Wherein I Completely Revamp An Article and Hate Going Live
I do so hate having to go live (referring to my works, not me - the only act I can perform on stage is pissing my pants). Spent the whole day overhauling an article for SciPhi (which really shouldn't cause me so much grief, it is after all low-circulation and the readers are poor-english-science-students whom I'm sure will read any crap as long as it doesn't involve rotational dynamics or DNA).
I am much much happier with this one, though there's still that nagging feeling that it's not quite as good as it should be, and if I could just be given a few more days I could make it all better.
You see, the thing is, you just can't make it good at one go. You gotta take a few days to rest your brain and your eyes, read something and go to the beach to relax, before you can come back to something you've created and be able to spot the gaping flaws and wrongs that were there but which you missed the last time because you were high on coffee and your eyes were watering and the little fairies were singing about how beautiful the world was.
Ummm. As I am typing this two little girls are peeping in at me from the window facing the corridor. They seem nonchalant about their invasion of my privacy. Of course, it might be because I am rather high right now on caffeine and playing their little game of peekaboo, but still...
There! I managed to snag one on camera - and I'm gonna post it for the world to see! That'll teach them about basic rights to privacy!
Right, where was I? Right, yes, about going live.

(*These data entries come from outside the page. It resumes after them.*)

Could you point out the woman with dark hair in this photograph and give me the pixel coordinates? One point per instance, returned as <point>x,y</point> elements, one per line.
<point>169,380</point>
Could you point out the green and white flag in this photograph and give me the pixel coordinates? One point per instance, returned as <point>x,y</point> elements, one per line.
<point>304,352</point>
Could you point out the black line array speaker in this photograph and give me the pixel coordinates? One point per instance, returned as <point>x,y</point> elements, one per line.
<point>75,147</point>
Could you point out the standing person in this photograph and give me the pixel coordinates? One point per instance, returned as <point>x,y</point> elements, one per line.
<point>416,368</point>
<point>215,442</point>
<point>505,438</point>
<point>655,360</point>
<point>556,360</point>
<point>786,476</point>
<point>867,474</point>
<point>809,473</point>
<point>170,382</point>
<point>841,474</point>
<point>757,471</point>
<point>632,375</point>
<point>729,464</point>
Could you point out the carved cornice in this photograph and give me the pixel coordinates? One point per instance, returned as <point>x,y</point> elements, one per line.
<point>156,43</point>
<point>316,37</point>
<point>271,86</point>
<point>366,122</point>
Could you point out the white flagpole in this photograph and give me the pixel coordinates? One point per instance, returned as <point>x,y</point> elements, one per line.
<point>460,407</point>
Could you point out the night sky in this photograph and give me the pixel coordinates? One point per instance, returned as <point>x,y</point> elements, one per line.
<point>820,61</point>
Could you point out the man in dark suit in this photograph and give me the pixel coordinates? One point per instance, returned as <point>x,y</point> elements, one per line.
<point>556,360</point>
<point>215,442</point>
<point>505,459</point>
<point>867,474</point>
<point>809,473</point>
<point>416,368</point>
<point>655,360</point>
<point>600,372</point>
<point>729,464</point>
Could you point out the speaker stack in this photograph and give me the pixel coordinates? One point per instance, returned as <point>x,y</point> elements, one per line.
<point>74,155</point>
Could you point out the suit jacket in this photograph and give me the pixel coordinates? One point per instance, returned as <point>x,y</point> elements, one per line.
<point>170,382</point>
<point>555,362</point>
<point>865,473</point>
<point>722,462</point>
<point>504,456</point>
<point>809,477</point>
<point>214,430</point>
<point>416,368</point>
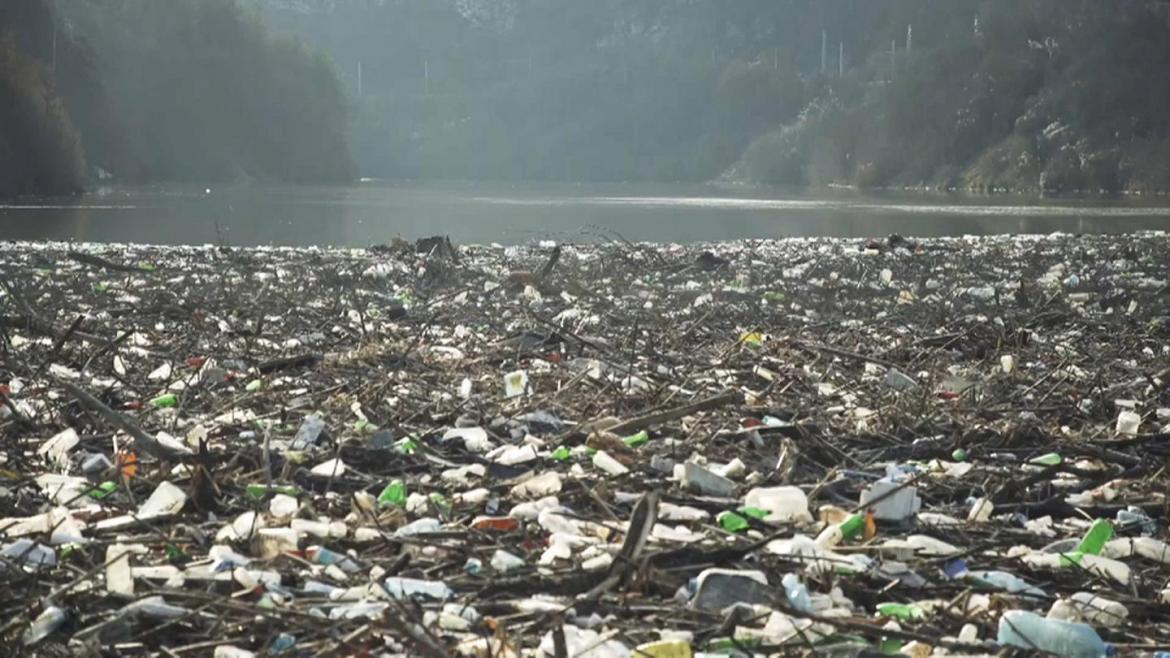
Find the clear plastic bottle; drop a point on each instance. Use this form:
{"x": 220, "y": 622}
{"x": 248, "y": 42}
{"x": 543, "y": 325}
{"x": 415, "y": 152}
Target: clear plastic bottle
{"x": 47, "y": 622}
{"x": 797, "y": 593}
{"x": 1027, "y": 630}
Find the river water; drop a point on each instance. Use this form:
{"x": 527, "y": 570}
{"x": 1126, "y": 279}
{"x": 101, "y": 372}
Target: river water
{"x": 510, "y": 213}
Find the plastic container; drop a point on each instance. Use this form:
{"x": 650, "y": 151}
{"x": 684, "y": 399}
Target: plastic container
{"x": 603, "y": 461}
{"x": 1128, "y": 423}
{"x": 665, "y": 649}
{"x": 981, "y": 511}
{"x": 393, "y": 494}
{"x": 1095, "y": 537}
{"x": 415, "y": 588}
{"x": 1007, "y": 582}
{"x": 515, "y": 384}
{"x": 837, "y": 533}
{"x": 715, "y": 589}
{"x": 46, "y": 623}
{"x": 700, "y": 480}
{"x": 1030, "y": 631}
{"x": 797, "y": 593}
{"x": 897, "y": 506}
{"x": 1089, "y": 608}
{"x": 782, "y": 504}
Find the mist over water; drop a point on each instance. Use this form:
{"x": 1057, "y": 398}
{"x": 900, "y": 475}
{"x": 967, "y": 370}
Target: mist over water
{"x": 514, "y": 213}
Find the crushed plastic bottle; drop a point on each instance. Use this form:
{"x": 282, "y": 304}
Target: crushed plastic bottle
{"x": 1089, "y": 608}
{"x": 1030, "y": 631}
{"x": 702, "y": 481}
{"x": 309, "y": 433}
{"x": 412, "y": 588}
{"x": 46, "y": 623}
{"x": 797, "y": 593}
{"x": 782, "y": 504}
{"x": 715, "y": 589}
{"x": 890, "y": 500}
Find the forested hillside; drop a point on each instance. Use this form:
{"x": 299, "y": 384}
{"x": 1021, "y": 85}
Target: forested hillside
{"x": 1021, "y": 94}
{"x": 1054, "y": 95}
{"x": 156, "y": 91}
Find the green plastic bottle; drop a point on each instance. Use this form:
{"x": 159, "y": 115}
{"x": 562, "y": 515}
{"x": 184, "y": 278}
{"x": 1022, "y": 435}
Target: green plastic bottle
{"x": 733, "y": 522}
{"x": 901, "y": 611}
{"x": 102, "y": 491}
{"x": 1048, "y": 459}
{"x": 260, "y": 491}
{"x": 165, "y": 401}
{"x": 1096, "y": 536}
{"x": 393, "y": 494}
{"x": 638, "y": 439}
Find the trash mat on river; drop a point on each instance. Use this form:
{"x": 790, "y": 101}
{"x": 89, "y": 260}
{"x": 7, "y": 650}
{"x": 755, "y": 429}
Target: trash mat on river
{"x": 948, "y": 446}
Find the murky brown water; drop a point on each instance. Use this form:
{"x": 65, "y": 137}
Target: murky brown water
{"x": 509, "y": 213}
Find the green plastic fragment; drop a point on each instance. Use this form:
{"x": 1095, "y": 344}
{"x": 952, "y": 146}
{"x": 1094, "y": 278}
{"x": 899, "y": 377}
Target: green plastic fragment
{"x": 260, "y": 491}
{"x": 440, "y": 501}
{"x": 174, "y": 553}
{"x": 852, "y": 526}
{"x": 733, "y": 522}
{"x": 364, "y": 427}
{"x": 102, "y": 491}
{"x": 165, "y": 401}
{"x": 393, "y": 494}
{"x": 901, "y": 611}
{"x": 1048, "y": 459}
{"x": 638, "y": 439}
{"x": 1096, "y": 536}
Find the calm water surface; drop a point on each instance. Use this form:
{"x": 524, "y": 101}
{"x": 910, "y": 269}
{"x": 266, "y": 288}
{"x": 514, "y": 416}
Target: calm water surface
{"x": 376, "y": 212}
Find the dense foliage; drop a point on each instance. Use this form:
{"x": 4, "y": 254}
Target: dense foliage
{"x": 177, "y": 90}
{"x": 1060, "y": 94}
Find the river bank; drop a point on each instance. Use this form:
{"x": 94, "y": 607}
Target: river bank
{"x": 429, "y": 449}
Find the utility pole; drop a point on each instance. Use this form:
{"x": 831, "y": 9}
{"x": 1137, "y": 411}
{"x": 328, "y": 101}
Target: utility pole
{"x": 824, "y": 52}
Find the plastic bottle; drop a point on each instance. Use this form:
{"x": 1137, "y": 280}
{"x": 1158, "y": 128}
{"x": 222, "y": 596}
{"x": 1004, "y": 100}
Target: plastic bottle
{"x": 1047, "y": 459}
{"x": 47, "y": 622}
{"x": 1094, "y": 563}
{"x": 393, "y": 494}
{"x": 411, "y": 588}
{"x": 897, "y": 502}
{"x": 1089, "y": 608}
{"x": 903, "y": 611}
{"x": 1030, "y": 631}
{"x": 837, "y": 533}
{"x": 603, "y": 461}
{"x": 783, "y": 504}
{"x": 1136, "y": 516}
{"x": 1096, "y": 536}
{"x": 1011, "y": 583}
{"x": 165, "y": 401}
{"x": 797, "y": 593}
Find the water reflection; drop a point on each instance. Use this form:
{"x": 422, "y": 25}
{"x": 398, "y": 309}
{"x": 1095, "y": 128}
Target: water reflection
{"x": 366, "y": 214}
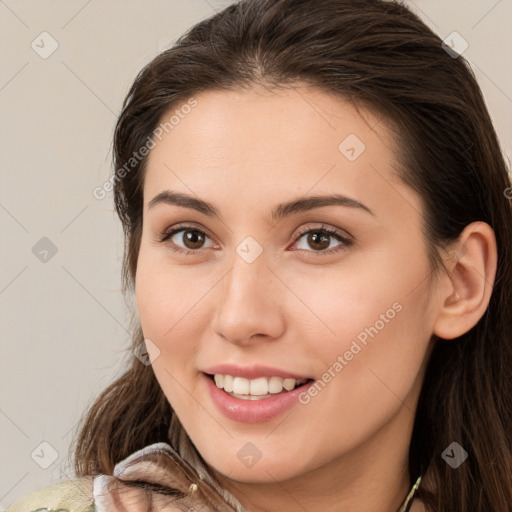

You see, I am one of those people who absolutely detest not being able to correct my mistakes. Perhaps it's a self-fulfilled-personality-trait, but I do remember when young being told that I preferred pencils to pens and I liked to say that I was sorry because I was uncertain of myself and that I didn't like anything to be set in stone. Whilst I think personality fortunes are crap and that I am about as unceratin of myself as most other people who bother to think about themselves, I do grudgingly admit that I prefer pencils over pens and that my favourite school-time stationary was liquid paper.
My study notes seldom contained cancellations - I would carefully correction-fluid any imperfections and wait patiently for my paper to dry rather than marr the surface of my pristine white paper with gross marks. I also seldom managed to complete a set of notes, being such a slow note-taker. I only thought of it as a problem when, one day in Secondary schoool, I realized that I was correction-fluiding an entire page of words.
In any case, all this resulted in a growing inability to perform in environments where immediate action that brooked no second chance was required. I hated stage, talking face-to-face and even talking on the phone, preferring instead emails and instant messenging where you were allowed at least a modicum of time to correct your sentences before you had to hit send. I would rather you see a photo of me (that I can use photoshop on) than to let you see me in person. If I could, I'd install a backspace in my mouth.
I imagine these artpieces - these three pieces of canvas, the first pristine and white, the second painted over with white paint (or correction fluid, for effect) and the last covered with phrases like "Fuck the world" and somesuch pseudo-artistic raves. I'd call it "Uncertain of Perfection" or something.
And just to add to the message, the artwork would only be available for viewing after the gallery event.
A blog, though, you can post all the crap you want and not get nervous.